Topical corticosteroids can be absorbed from normal intact skin. Inflammation and/or other disease processes in the skin increase percutaneous absorption. Occlusive dressings substantially increase the percutaneous absorption of topical corticosteroids. Thus, occlusive dressings may be a valuable therapeutic adjunct for treatment of resistant dermatoses (See DOSAGE AND ADMINISTRATION section).
Once absorbed through the skin, topical corticosteroids are handled through pharmacokinetic pathways similar to systemically administered corticosteroids. Corticosteroids are bound to plasma proteins in varying degrees. Corticosteroids are metabolized primarily in the liver and are then excreted by the kidneys. Some of the topical corticosteroids and their metabolites are also excreted into the bile.
Patients using topical corticosteroids should receive the following information and instructions:
- This medication is to be used as directed by the physician. It is for external use only. Avoid contact with the eyes.
- Patients should be advised not to use this medication for any disorder other than for which it was prescribed.

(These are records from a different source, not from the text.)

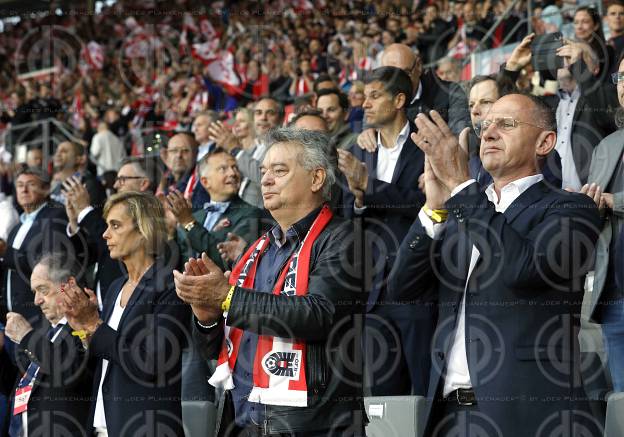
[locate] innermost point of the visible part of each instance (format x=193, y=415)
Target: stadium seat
x=614, y=425
x=199, y=418
x=395, y=416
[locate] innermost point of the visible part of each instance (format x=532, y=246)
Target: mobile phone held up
x=544, y=50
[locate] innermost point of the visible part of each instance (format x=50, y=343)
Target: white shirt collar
x=572, y=96
x=511, y=191
x=63, y=321
x=418, y=93
x=403, y=135
x=31, y=216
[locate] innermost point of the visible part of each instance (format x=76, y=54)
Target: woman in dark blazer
x=139, y=337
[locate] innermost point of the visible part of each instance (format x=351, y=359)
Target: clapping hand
x=79, y=306
x=447, y=155
x=232, y=248
x=203, y=286
x=179, y=207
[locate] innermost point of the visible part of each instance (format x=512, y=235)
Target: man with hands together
x=288, y=303
x=507, y=263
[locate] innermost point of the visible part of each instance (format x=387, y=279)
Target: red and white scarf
x=279, y=369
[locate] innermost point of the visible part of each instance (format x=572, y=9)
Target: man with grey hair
x=293, y=297
x=225, y=213
x=268, y=114
x=50, y=364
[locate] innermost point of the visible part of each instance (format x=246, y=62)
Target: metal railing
x=45, y=134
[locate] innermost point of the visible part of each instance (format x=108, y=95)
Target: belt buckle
x=460, y=402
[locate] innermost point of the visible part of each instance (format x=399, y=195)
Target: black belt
x=462, y=396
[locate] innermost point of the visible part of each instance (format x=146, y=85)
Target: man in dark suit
x=41, y=229
x=383, y=193
x=508, y=266
x=483, y=91
x=584, y=108
x=51, y=363
x=428, y=92
x=69, y=159
x=607, y=298
x=225, y=213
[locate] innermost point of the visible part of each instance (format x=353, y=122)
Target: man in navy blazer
x=508, y=265
x=382, y=191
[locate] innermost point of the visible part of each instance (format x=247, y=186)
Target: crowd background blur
x=130, y=96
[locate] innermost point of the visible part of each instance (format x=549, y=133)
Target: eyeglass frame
x=122, y=179
x=615, y=77
x=485, y=124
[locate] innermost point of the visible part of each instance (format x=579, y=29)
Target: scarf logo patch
x=286, y=364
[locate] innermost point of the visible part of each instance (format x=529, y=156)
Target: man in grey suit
x=606, y=175
x=268, y=113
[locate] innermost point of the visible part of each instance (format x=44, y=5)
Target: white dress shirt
x=27, y=220
x=8, y=217
x=388, y=156
x=387, y=159
x=565, y=123
x=99, y=418
x=457, y=373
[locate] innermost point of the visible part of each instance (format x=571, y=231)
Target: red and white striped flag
x=206, y=52
x=207, y=29
x=94, y=55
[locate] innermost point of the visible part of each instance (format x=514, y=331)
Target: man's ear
x=545, y=143
x=318, y=179
x=145, y=183
x=204, y=181
x=400, y=101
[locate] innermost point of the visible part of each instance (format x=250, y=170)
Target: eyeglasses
x=617, y=78
x=122, y=179
x=505, y=123
x=180, y=151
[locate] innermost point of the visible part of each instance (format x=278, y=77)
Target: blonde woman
x=137, y=341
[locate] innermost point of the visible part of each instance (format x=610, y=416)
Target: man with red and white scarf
x=284, y=323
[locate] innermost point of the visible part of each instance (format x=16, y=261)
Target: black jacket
x=47, y=234
x=448, y=98
x=61, y=397
x=141, y=389
x=390, y=208
x=326, y=320
x=92, y=226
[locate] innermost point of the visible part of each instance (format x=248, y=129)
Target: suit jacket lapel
x=606, y=159
x=532, y=195
x=407, y=157
x=370, y=159
x=138, y=291
x=110, y=304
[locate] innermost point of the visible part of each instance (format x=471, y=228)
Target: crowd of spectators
x=185, y=136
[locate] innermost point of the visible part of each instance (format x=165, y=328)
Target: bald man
x=429, y=92
x=179, y=157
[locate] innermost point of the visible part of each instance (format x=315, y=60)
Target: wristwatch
x=189, y=226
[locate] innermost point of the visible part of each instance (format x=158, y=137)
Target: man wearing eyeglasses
x=507, y=263
x=135, y=174
x=428, y=92
x=606, y=176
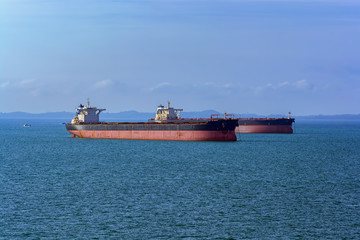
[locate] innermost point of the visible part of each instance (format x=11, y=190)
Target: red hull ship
x=265, y=125
x=167, y=125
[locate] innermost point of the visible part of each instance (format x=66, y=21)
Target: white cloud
x=162, y=84
x=103, y=83
x=25, y=82
x=298, y=85
x=4, y=84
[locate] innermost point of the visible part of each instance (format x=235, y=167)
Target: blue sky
x=262, y=56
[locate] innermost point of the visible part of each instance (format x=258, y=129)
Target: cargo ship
x=265, y=125
x=167, y=125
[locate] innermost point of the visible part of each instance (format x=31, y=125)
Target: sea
x=304, y=185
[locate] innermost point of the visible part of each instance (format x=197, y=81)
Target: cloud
x=297, y=86
x=225, y=85
x=26, y=83
x=4, y=84
x=103, y=83
x=160, y=85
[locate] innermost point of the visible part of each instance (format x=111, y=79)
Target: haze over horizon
x=261, y=57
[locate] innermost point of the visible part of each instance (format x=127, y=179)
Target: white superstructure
x=86, y=114
x=167, y=113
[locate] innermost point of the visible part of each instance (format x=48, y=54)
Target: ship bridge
x=87, y=114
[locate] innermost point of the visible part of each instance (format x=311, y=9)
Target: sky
x=238, y=56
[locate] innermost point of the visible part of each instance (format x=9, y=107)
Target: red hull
x=264, y=129
x=159, y=135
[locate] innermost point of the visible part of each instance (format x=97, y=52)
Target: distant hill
x=144, y=116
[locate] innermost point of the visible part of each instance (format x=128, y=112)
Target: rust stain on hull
x=158, y=135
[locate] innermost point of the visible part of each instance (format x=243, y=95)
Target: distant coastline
x=143, y=116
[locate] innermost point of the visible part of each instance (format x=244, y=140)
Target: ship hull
x=222, y=130
x=265, y=125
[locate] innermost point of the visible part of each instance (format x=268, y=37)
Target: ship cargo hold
x=265, y=125
x=167, y=125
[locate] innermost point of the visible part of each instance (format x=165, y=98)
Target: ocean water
x=264, y=186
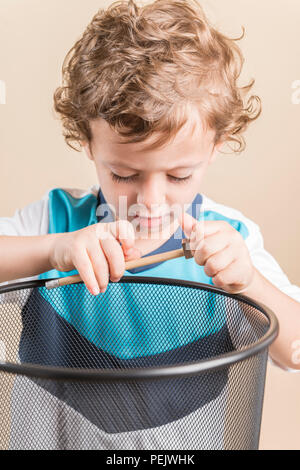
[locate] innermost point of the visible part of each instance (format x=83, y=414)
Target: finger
x=199, y=229
x=187, y=223
x=231, y=278
x=219, y=261
x=122, y=230
x=99, y=264
x=114, y=256
x=132, y=253
x=208, y=246
x=85, y=269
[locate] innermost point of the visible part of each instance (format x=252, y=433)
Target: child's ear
x=87, y=150
x=215, y=152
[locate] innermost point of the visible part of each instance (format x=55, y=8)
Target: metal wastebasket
x=153, y=363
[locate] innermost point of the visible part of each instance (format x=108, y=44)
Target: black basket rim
x=149, y=373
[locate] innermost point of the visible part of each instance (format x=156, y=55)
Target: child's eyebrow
x=187, y=165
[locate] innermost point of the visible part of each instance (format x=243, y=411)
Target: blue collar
x=173, y=243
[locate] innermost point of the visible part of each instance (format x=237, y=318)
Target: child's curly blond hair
x=141, y=68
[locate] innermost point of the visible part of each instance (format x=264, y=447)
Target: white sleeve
x=270, y=269
x=267, y=265
x=32, y=220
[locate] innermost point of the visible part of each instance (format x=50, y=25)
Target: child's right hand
x=95, y=252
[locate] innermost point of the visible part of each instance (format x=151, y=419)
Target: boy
x=151, y=95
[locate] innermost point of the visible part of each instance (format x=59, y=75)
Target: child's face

- The treated skin area should not be bandaged or otherwise covered or wrapped as to be occlusive unless directed by the physician.
- Patients should report any signs of local adverse reactions especially under occlusive dressings.
- Parents of pediatric patients should be advised not to use tight-fitting diapers or plastic pants on a child being treated in the diaper area, as these garments may constitute occlusive dressings.